Wavedashing also refers to a form of movement in Capcom's vs. games, achieved by rapidly alternating between pressing two attack buttons and crouch. By canceling the slower half of the dash, chaining rapid dashes together is possible. However, unlike the Tekken series, wave-dashing has no benefit other than increased speed in covering the screen.
A form of wavedashing is possible in Nintendo's Super Smash Bros. Melee, in which a character performs an air dodge into the ground at an angle the instant after leaving the ground during a jump, allowing a quick burst of movement with 10 frames of time.
A fighting game where most or all characters have weapons, and there are gameplay rules that involve these weapons (such as how to disarm and rearm weapons). The first high-profile example of this was the Samurai Shodown series, but the more common modern example is Soul Calibur, as almost all of the fighters are armed with melee weapons (tonfa, longswords, katana, quarterstaff, katars, etc).
A move that misses the opponent completely. Sometimes used intentionally to bait an opponent, build super meter, or reduce recovery time in slow moves by cancelling them into a quicker move that whiffs.

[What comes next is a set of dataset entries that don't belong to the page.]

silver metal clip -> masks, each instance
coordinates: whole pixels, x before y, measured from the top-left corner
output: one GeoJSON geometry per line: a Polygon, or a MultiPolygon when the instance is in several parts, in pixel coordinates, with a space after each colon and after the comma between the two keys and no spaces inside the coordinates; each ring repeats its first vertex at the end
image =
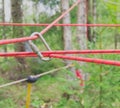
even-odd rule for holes
{"type": "MultiPolygon", "coordinates": [[[[43,38],[42,34],[39,33],[39,32],[34,32],[34,33],[31,34],[31,36],[35,36],[35,35],[37,35],[42,40],[42,42],[45,45],[45,47],[47,48],[47,50],[51,51],[51,48],[47,44],[46,40],[43,38]]],[[[37,46],[31,40],[29,40],[28,43],[29,43],[31,49],[38,55],[38,57],[41,60],[44,60],[44,61],[50,60],[50,58],[46,58],[41,54],[41,52],[39,51],[37,46]]]]}

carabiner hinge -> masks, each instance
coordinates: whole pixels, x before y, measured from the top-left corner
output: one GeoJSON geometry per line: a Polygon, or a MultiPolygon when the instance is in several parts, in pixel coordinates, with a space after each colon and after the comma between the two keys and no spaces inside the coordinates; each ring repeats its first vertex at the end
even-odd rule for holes
{"type": "MultiPolygon", "coordinates": [[[[37,35],[43,42],[43,44],[45,45],[45,47],[47,48],[47,50],[51,51],[51,48],[49,47],[49,45],[47,44],[46,40],[43,38],[43,36],[41,35],[41,33],[39,32],[34,32],[31,34],[31,36],[35,36],[37,35]]],[[[37,46],[31,41],[29,40],[28,41],[31,49],[38,55],[38,57],[41,59],[41,60],[44,60],[44,61],[48,61],[50,60],[50,58],[46,58],[42,55],[42,53],[39,51],[39,49],[37,48],[37,46]]]]}

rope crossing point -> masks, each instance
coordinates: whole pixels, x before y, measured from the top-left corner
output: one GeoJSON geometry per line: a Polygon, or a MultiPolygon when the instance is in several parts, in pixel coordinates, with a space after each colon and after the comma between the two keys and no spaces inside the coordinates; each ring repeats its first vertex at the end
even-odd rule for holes
{"type": "MultiPolygon", "coordinates": [[[[73,4],[68,10],[66,10],[61,16],[59,16],[56,20],[54,20],[51,24],[49,24],[45,29],[43,29],[40,34],[43,35],[46,33],[51,27],[54,26],[59,20],[61,20],[68,12],[74,9],[75,6],[77,6],[80,3],[80,0],[78,0],[75,4],[73,4]]],[[[8,40],[0,40],[0,45],[4,44],[12,44],[17,42],[24,42],[29,40],[35,40],[38,36],[35,35],[33,37],[23,37],[23,38],[15,38],[15,39],[8,39],[8,40]]]]}
{"type": "MultiPolygon", "coordinates": [[[[32,76],[34,78],[38,79],[38,78],[40,78],[42,76],[45,76],[45,75],[48,75],[48,74],[51,74],[51,73],[54,73],[54,72],[57,72],[57,71],[60,71],[60,70],[63,70],[63,69],[67,69],[69,67],[72,67],[72,65],[68,65],[68,66],[65,66],[65,67],[57,68],[57,69],[54,69],[54,70],[51,70],[51,71],[48,71],[48,72],[44,72],[42,74],[32,75],[32,76]]],[[[13,81],[13,82],[10,82],[10,83],[7,83],[7,84],[0,85],[0,88],[11,86],[11,85],[15,85],[15,84],[19,84],[19,83],[25,82],[27,80],[28,80],[28,78],[24,78],[24,79],[21,79],[21,80],[13,81]]]]}
{"type": "MultiPolygon", "coordinates": [[[[83,58],[83,57],[74,57],[66,56],[63,54],[120,54],[120,50],[69,50],[69,51],[46,51],[41,52],[44,57],[50,58],[59,58],[83,62],[91,62],[96,64],[106,64],[113,66],[120,66],[120,61],[114,60],[104,60],[104,59],[95,59],[95,58],[83,58]]],[[[14,53],[0,53],[1,57],[37,57],[37,54],[34,52],[14,52],[14,53]]]]}

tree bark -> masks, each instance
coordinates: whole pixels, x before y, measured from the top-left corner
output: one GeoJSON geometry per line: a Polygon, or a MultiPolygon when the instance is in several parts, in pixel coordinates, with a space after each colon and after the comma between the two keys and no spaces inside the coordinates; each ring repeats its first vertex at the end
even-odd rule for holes
{"type": "MultiPolygon", "coordinates": [[[[86,0],[81,0],[78,5],[77,12],[77,23],[78,24],[86,24],[86,0]]],[[[79,49],[85,50],[87,49],[87,29],[86,27],[77,27],[77,41],[79,44],[79,49]]]]}
{"type": "MultiPolygon", "coordinates": [[[[61,7],[62,7],[62,12],[65,12],[67,9],[69,9],[69,0],[61,0],[61,7]]],[[[63,18],[63,24],[70,24],[71,19],[70,19],[70,13],[68,13],[64,18],[63,18]]],[[[63,40],[64,40],[64,50],[71,50],[72,49],[72,33],[71,33],[71,27],[64,26],[63,27],[63,40]]],[[[66,64],[72,64],[71,61],[65,60],[66,64]]],[[[70,68],[72,72],[74,72],[73,68],[70,68]]]]}
{"type": "MultiPolygon", "coordinates": [[[[4,5],[5,5],[5,2],[4,2],[4,0],[2,0],[2,22],[5,22],[5,6],[4,5]]],[[[3,39],[6,39],[5,26],[3,26],[2,29],[3,29],[3,31],[2,31],[3,39]]],[[[4,45],[3,50],[4,50],[4,52],[7,52],[7,45],[4,45]]]]}

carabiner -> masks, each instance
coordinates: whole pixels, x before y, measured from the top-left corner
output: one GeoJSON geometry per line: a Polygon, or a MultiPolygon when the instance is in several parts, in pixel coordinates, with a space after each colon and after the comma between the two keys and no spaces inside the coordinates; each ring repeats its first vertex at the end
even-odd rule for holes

In recent King of Fighters game, some attacks which hit a fighter hard enough can make the victim fly straight onto the 'wall' and get bounced, ripe for follow-up attacks. This is called wiring. Most wire attacks are usually counter-wires, in that if the attack hits an enemy as a counter-attack, wire effect will occur, otherwise, the opponent will merely be thrown far away.
In other fighting game series this is often referred to as "wallbounce" or "wallsplat", depending on whether or not the opponent ricochets off the wall or crumples.
Zoning is a tactic in 2D fighters usually used at mid-range or far mid-range, the purpose of which is to out-prioritize your enemy's moves. The idea is to space yourself so that you are in a position to respond to or punish any entry angle or attack of your opponent's. Ideally, you can use certain pokes and attacks to beat your opponent's attacks, punish his advances or jumps, and hopefully shut down his offensive options, while landing hits. In attempting to zone, it is important to know the properties of your own attacks as well as the attacks of your opponent, in order to find the best move to use in countering your opponent's move. The ability to predict your opponent's next move, and having good reflexes to react to that move, are also important.